Потом допоздна говорили спокойно, рассудочно, но Михаил Григорьевич часто и внешне равнодушно отмалчивался, отъединялся от ясных, определённых ответов, покусывая губу и упирая взгляд в замазанную чернилами столешницу. Ни разу не возразил отцу, но было понятно, что ни по одному пункту с ним не согласен. Сладились так: Василию года полтора — два нельзя появляться в Погожем, потому что недруги Охотниковых, особенно свидетели Алёхины, могут пойти по начальству и прошение куда надо подать. Но и в тайге, на заимках, в неспокойном, предлагающем много соблазнов Иркутске или на Ленских приисках, на которые со всего света съезжается разношёрстный, гулевой люд, неопытному, шаткому, тем более такому вспыльчивому парню жить не подобает. Лукин предложил пристроить Василия на военную службу — в пехотный полк иркутского гарнизона: там будет на глазах у взыскательных командиров, при деле, а также подальше от родных мест.
— Годами он, конечно, не дорос до армейской службы, но я подсоблю вам, господа: у меня в военном губернском ведомстве надёжные связи. Однако-с, любезные, сотенку-полторы придётся вам накинуть: тому нужно подмазать, другому позолотить. Сами понимаете! — зажмурился как бы простодушно Лукин.
17
Судебное заседание было назначено на середину июня, однако стараниями Лукина состоялось в начале мая. Уставший, издёрганный, но не подавленный Григорий Васильевич на нём присутствовал вместе с Василием, который привлекался в качестве свидетеля. Других очевидцев страшного происшествия не присутствовало, так как они не были заявлены в деле.
Василий высох, оброс клочковатой бородой и уже не походил на парня, а на придавленного, пожившего на свете мужика. Его каменисто-карие, какие-то припылённые — как камни у трактового пути — глаза запали глубоко, чёрно.
Когда Василия выпустили из ворот тюрьмы, дед, один встречавший его, испуганно уставился на постаревшего внука, беззвучно раскрывал рот, поднимал и опускал ладонь.
— Что… как он? — спросил внук, отводя глаза в сторону.
— Кто, Вася? Отец? Слава Богу… молитвами… — Но дед оборвался и пристально посмотрел в неподвижное чужое лицо внука. — Ты о ком? — спросил он зачем-то шёпотом и стал озираться, словно могли подслушивать.
— О Тросточке. Что, похоронили, поминки справили?

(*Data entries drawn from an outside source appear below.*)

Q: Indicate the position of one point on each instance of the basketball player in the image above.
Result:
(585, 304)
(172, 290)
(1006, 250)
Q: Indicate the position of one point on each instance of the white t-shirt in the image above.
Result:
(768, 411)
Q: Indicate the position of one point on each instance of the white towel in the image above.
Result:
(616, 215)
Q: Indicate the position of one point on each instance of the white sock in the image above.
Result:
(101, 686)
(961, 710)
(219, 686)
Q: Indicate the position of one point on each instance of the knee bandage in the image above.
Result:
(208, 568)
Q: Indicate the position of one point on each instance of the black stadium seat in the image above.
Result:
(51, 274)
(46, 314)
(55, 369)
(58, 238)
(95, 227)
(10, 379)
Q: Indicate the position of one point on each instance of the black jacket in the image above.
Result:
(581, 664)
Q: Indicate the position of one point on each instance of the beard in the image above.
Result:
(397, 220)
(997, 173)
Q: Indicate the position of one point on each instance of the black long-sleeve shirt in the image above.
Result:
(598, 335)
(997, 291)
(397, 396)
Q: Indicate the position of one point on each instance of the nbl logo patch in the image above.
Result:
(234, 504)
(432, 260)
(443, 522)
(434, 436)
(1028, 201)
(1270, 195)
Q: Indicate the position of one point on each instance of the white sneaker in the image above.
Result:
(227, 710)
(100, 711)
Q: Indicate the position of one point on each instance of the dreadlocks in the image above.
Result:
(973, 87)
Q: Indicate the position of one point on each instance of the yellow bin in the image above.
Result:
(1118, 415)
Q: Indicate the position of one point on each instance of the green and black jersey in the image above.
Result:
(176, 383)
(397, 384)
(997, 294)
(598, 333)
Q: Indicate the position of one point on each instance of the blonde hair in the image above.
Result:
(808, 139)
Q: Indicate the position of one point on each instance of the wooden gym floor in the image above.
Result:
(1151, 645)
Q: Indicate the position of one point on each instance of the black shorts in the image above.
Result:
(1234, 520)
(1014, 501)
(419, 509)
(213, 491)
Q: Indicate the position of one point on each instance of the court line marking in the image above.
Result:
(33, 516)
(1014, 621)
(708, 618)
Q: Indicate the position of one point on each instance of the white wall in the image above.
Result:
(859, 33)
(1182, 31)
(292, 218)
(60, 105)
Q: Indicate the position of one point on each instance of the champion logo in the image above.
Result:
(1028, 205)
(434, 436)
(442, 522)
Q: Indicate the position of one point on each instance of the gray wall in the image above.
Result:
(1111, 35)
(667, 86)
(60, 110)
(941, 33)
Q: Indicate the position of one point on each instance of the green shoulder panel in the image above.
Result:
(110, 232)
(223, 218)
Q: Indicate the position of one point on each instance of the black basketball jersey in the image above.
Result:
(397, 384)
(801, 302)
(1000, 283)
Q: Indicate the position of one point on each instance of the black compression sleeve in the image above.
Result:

— Всё ладком. Не печалуйся. Да ты какой-то изгилённый нонче. Встряхнись, Васька! Чиво ты даёшь столбов — иди, шагай, ли чё ли! Али в острог удумал возвернуться? Иди! — Приземистый, худощавый дед толкнул своего высокого, плечистого внука в широкую спину, и тот покорно — как покатился — пошёл прямо, а нужно было повернуть влево. — Да куды ты попёр в лужу! Ослеп? — Зашли за угол тюремного замка, и дед крепко взял внука за грудки: — Ты о Тросточке забудь: было-было, да быльём поросло. Ему, безродному, видать дорога была давным-давно заказана туды, — в неопределённом направлении мотнул старик головой.